Choosing a Tensor API

This page is about choosing the tensor API that matches your workflow. tenferro separates the value you pass around, when computation runs, and which backend or device executes the work.

Start Here

Decision tree for choosing a tensor model

For most projects without autodiff, TypedTensor<T, R> or Tensor should come first. Move to EagerTensor when you want immediate execution under an EagerRuntime; make tensors tracked only when the workflow needs backward() on scalar losses. Move to TracedTensor when the workflow needs grad, vjp, or jvp on traced graphs.

Quick reference:

If your project needs Start with
No autodiff, scalar type known at compile time TypedTensor<T, R>
No autodiff, dtype selected at runtime Tensor
Immediate forward execution in one runtime, optionally backward() on scalar losses EagerTensor + EagerRuntime
grad, vjp, jvp, HVP via composition, graph reuse TracedTensor + GraphCompiler + GraphExecutor<B>

Tensor Types

TypedTensor<T, R = DynRank> owns runtime tensor data with a compile-time scalar type and optional compile-time rank marker. Owned values use tenferro’s column-major layout. Strided views use TypedTensorView and TypedTensorViewMut.

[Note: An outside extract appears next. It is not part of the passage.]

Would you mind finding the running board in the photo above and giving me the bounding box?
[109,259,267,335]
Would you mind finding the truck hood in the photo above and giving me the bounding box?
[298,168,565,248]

Tensor owns the same kind of dense data, but wraps supported scalar types in a runtime dtype enum and remains dynamic-rank. Use it when dtype must be selected dynamically, when you want the broad concrete tensor operation API, or when you need to pass CPU or CUDA tensors through backend dispatch.

tenferro-tensor-core is lower-level: it owns rank/layout metadata and host-only adapters such as HostTensor<T>, not the backend-capable TypedTensor<T, R>.

EagerTensor is concrete eager execution. It wraps Tensor values in an EagerRuntime, so each operation computes a concrete result immediately. Untracked eager tensors are forward-only. Tracked eager tensors additionally record reverse-mode state for backward() on scalar losses.

TracedTensor is a graph-building handle. It is the graph and compilation API, not the default concrete tensor type.

Execution Model

Model Similar to What happens on each op
Direct tensor execution NumPy-style explicit backend calls The backend runs the op immediately and returns a concrete Tensor
Eager execution PyTorch eager/autograd The op runs immediately; tracked values record enough state for backward()
Traced execution JAX tracing/jit/grad The op records graph structure; compute runs after compile/execute

See Execution Models for the time-axis diagram, including the difference between Eager CPU, Eager GPU, and Traced mode.

Device And Backend

CPU and CUDA are backend choices. They do not decide whether your program is typed, eager, or traced.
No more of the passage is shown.